Allarme Unicef: 87 milioni di bambini conoscono solo la guerra

Unicef lancia l’allarme: oltre 86,7 milioni di bambini sotto i sette anni hanno vissuto la loro intera vita in zone di conflitto, con seri rischi non solo per la loro vita ma anche per il loro sviluppo cerebrale. Nei primi 7 anni di vita, infatti, il cervello di un bambino riesce ad attivare 1.000 cellule cerebrali ogni secondo. Le connessioni cerebrali sono come mattoni per il futuro dei piccoli, influenzano la salute, il benessere emotivo e le abilità per l’apprendimento. Le connessioni cerebrali dei bambini che vivono costantemente in zona di guerra, però, sono danneggiate a causa dei traumi estremi e per questo rischiano di vivere in uno stato di forte stress.

Spiega Pia Britto, responsabile Unicef per lo sviluppo della prima infanzia: «I bambini, oltre alle minacce fisiche che affrontano nell’immediato durante le crisi, sono anche a rischio di profonde cicatrici emotive». Secondo le stime del Fondo delle Nazioni Unite per l’Infanzia, dalla Seconda Guerra Mondiale in poi oltre il 90% dei caduti nelle guerre sono civili e nella metà dei casi sono proprio bambini. I dati mostrano che a livello globale 1 bambino su 11 con meno di 6 anni cresce in situazioni di conflitto, con conseguenze drammatiche sul suo sviluppo cerebrale. «I conflitti tolgono ai bambini sicurezza, famiglie, amici, giochi, normalità. Tutte cose che fanno parte dell’infanzia che dà a un bambino la possibilità di svilupparsi pienamente e di imparare, che consente loro di contribuire all’economia e alla società e di costruire comunità forti e sicure dove possano diventare adulti», ha concluso Pia Bitto. «Per questo è necessario investire ancor di più sui bambini e su coloro che se ne prendono cura per ridare un senso di infanzia anche nel mezzo del conflitto».
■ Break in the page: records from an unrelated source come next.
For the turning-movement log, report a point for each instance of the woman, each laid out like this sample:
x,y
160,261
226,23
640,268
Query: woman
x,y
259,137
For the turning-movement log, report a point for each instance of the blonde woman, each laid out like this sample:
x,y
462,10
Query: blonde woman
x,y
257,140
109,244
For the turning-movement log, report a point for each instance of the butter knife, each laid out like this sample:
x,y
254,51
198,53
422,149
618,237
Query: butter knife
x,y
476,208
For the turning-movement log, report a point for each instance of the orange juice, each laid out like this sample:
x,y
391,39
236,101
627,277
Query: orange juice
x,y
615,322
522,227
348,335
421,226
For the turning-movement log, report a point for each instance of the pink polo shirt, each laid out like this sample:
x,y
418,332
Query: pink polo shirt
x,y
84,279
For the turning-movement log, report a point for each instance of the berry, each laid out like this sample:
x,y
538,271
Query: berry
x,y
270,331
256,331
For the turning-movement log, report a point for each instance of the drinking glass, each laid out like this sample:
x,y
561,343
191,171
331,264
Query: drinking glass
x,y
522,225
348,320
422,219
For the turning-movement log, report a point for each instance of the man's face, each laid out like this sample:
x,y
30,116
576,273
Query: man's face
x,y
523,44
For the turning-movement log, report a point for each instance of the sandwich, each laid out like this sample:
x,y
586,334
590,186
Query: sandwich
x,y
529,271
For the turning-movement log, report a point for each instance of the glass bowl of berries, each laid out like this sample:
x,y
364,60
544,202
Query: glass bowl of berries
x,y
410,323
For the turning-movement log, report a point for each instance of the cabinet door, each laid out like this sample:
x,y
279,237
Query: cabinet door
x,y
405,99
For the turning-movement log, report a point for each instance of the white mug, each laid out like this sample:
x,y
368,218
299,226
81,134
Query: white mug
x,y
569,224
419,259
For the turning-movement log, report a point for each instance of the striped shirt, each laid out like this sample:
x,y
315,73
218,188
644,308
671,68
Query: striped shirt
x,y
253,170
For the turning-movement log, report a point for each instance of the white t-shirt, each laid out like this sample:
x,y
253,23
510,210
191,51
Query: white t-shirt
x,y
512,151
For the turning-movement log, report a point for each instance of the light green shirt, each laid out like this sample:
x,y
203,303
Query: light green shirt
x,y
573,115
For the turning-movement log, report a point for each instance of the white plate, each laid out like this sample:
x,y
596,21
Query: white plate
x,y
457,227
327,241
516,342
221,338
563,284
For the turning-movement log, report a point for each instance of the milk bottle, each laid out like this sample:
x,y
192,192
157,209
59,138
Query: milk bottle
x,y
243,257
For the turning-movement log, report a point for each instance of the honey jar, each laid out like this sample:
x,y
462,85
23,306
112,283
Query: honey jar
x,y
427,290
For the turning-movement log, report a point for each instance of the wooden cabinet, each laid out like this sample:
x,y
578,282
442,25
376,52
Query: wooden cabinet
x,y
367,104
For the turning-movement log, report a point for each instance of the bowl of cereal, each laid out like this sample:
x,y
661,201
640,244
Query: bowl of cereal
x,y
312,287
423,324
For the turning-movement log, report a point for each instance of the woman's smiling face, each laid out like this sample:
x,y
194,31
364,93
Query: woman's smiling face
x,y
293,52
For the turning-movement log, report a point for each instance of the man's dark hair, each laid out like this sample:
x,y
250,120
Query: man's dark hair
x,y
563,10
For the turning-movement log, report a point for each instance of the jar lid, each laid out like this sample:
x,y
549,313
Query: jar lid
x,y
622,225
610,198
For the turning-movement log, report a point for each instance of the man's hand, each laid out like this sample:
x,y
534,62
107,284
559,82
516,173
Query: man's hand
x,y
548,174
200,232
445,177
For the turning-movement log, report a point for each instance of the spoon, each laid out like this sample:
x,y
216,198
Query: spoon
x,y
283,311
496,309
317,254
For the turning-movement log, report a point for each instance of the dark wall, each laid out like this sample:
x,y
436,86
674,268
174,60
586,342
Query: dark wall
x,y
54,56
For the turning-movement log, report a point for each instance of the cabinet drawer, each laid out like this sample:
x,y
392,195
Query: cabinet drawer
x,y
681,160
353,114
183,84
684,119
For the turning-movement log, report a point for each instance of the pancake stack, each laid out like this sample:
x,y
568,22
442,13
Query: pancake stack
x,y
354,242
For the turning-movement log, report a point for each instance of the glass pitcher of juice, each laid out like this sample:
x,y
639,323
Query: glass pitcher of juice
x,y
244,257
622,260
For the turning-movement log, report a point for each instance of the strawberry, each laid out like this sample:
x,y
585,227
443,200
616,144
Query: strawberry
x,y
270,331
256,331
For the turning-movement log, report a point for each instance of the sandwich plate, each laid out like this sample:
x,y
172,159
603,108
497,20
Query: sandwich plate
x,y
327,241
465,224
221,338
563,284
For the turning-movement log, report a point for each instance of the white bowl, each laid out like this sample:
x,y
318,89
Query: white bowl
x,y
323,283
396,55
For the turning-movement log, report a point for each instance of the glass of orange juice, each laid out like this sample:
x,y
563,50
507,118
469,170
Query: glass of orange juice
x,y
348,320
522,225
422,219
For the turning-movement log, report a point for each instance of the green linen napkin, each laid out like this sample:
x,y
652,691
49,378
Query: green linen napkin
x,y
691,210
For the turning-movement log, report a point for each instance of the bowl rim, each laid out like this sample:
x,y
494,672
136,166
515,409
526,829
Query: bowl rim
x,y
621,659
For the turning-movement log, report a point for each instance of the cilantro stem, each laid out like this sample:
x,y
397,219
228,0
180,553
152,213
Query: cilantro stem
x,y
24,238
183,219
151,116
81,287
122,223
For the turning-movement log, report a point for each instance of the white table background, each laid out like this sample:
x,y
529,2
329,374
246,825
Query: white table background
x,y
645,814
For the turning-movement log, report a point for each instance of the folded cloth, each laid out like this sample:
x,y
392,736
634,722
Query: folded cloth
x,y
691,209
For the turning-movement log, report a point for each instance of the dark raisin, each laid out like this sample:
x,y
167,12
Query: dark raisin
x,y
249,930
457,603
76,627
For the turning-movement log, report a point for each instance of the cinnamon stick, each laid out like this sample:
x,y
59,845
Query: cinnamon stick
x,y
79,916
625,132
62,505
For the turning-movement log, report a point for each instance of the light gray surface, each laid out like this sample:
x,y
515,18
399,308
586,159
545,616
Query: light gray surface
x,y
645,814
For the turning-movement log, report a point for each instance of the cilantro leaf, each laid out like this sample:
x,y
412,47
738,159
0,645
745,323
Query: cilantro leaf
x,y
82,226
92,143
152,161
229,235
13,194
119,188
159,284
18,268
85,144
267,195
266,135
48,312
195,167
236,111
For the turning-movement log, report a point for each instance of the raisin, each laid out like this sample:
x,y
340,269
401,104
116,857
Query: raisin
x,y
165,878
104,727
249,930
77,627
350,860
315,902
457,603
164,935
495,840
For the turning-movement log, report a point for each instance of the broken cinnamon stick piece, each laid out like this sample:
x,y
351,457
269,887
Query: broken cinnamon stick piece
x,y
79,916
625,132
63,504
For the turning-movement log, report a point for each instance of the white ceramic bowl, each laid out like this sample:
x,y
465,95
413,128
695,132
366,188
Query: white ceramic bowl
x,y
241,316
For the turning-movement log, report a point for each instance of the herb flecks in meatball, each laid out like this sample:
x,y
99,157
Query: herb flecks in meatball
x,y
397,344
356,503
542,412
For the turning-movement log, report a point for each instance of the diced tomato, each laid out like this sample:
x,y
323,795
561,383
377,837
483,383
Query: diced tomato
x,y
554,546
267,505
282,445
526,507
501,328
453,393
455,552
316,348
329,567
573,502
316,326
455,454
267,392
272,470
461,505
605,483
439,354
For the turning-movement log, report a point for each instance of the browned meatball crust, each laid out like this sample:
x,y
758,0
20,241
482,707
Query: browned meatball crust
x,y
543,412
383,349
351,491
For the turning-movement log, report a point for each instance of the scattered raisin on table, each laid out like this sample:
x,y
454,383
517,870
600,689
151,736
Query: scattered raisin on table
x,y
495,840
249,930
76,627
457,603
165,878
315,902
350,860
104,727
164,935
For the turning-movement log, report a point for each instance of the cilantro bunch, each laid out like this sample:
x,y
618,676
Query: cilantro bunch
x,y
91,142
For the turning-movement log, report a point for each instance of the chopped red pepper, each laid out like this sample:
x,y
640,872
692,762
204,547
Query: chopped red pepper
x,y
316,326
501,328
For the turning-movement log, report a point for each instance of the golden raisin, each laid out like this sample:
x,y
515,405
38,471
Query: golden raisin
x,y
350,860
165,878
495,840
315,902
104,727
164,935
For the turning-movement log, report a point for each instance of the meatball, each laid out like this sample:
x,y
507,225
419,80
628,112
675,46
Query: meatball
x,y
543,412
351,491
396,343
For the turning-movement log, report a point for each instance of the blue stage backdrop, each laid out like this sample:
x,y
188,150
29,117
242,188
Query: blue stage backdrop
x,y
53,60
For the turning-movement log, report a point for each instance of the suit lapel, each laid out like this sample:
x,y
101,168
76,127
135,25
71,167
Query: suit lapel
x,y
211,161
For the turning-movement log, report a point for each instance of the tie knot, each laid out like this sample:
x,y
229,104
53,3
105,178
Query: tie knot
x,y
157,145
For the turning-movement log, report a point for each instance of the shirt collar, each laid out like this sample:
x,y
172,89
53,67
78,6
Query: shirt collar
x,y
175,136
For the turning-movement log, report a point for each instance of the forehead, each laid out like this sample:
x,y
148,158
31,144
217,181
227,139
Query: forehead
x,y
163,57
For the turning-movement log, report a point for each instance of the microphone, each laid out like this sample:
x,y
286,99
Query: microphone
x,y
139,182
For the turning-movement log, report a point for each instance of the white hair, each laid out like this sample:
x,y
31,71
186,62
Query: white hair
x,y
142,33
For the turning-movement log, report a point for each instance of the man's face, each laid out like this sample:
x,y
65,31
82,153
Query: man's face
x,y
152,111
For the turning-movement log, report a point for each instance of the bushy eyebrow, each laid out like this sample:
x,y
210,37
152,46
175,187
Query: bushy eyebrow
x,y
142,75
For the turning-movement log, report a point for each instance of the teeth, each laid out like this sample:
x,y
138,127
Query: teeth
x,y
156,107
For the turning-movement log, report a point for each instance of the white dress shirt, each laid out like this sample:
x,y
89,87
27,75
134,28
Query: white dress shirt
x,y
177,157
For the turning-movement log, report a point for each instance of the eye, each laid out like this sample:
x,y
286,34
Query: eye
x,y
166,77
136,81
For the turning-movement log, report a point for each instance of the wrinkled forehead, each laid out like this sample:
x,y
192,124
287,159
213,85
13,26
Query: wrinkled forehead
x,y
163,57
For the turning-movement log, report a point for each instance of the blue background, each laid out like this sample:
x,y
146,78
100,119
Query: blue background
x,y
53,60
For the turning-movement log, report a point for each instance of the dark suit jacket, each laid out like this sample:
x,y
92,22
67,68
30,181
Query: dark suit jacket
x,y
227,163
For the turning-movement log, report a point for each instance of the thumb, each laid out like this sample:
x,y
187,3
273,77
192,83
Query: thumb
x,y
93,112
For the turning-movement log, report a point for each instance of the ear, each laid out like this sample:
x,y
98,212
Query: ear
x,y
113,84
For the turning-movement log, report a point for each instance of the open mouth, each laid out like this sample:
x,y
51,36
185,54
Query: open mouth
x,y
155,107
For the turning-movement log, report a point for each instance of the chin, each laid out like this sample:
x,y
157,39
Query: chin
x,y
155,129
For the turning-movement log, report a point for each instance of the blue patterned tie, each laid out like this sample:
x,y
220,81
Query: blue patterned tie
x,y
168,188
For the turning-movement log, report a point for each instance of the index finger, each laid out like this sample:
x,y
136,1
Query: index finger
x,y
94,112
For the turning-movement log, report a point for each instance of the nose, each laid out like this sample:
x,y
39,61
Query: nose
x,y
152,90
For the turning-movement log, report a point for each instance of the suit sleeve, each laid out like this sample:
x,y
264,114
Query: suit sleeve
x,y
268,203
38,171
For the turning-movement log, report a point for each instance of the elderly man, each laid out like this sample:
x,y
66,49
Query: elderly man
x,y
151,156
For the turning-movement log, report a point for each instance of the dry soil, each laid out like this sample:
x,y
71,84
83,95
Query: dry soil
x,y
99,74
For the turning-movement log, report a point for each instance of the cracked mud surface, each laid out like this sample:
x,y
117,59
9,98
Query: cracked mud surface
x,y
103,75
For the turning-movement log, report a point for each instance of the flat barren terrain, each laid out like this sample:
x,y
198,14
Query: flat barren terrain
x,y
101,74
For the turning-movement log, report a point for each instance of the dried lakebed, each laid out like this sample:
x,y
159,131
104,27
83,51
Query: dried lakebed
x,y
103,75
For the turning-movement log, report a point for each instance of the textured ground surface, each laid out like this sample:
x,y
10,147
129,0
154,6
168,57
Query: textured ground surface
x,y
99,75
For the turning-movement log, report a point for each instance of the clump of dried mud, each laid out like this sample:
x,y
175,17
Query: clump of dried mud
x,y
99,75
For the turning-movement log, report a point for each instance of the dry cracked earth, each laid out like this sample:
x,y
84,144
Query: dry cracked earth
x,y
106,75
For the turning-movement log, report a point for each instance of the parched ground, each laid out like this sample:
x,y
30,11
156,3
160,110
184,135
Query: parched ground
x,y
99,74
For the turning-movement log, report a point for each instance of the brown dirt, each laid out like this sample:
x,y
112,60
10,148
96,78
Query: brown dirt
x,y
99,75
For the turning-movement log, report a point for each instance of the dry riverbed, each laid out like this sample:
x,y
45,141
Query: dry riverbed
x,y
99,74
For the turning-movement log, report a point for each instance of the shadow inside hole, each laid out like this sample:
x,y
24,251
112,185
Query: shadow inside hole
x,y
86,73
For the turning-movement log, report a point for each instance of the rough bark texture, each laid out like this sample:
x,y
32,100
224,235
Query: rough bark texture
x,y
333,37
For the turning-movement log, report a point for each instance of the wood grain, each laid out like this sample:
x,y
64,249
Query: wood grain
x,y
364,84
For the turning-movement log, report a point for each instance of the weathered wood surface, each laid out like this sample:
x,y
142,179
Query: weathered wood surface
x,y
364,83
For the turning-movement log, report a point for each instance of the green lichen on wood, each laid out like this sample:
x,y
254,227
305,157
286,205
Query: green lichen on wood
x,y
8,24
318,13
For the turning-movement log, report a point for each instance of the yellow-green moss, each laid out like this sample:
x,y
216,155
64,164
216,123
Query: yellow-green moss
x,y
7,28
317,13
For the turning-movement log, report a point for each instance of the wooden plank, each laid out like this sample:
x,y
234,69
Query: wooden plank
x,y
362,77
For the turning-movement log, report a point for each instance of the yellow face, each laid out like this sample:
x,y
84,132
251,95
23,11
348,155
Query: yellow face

Milioni di bambini e bambine crescono sotto l’incubo delle bombe e della morte, sono costretti a scappare dalle proprie case. Lasciano tutto, affetti, amici, scuola e la propria terra d’origine. Restano orfani dei genitori e finiscono per credere che esista solo l’odio, la violenza e la guerra. Spesso sono obbligati a combattere, imbracciando armi anche contro la loro volontà. Su questi dati e su quanto devono subire milioni di bambini in Paesi di guerra, è intervenuto anche il portavoce di Unicef Italia, Andrea Iacomini, che ha denunciato, in un post su Facebook scritto il 27 marzo, la scarsa attenzione dei media sui bimbi uccisi in Pakistan e Iraq nelle stragi delle ultime ore: «Non lo dico polemicamente ma tra i bimbi uccisi ieri in Iraq mentre giocavano a calcio e quelli uccisi nel parco giochi a Lahore stasera imperversa su alcuni canali il dibattito tra vegetariani e carnivori».

Milioni di bambini in tutto il mondo non vedono che orrore, morte e disperazione. Ci sono ancora troppi conflitti nel mondo, dalla Somalia alla Siria, dal Sudan al Mali, solo per citarne alcuni. Molti altri Paesi, invece, sono a rischio di guerre come il Bangladesh e molti altri, come l’Europa, a rischio minacce terroristiche, per questo i governi hanno ancora moltissima strada da fare per i bambini se vogliono lasciare loro un futuro più sereno.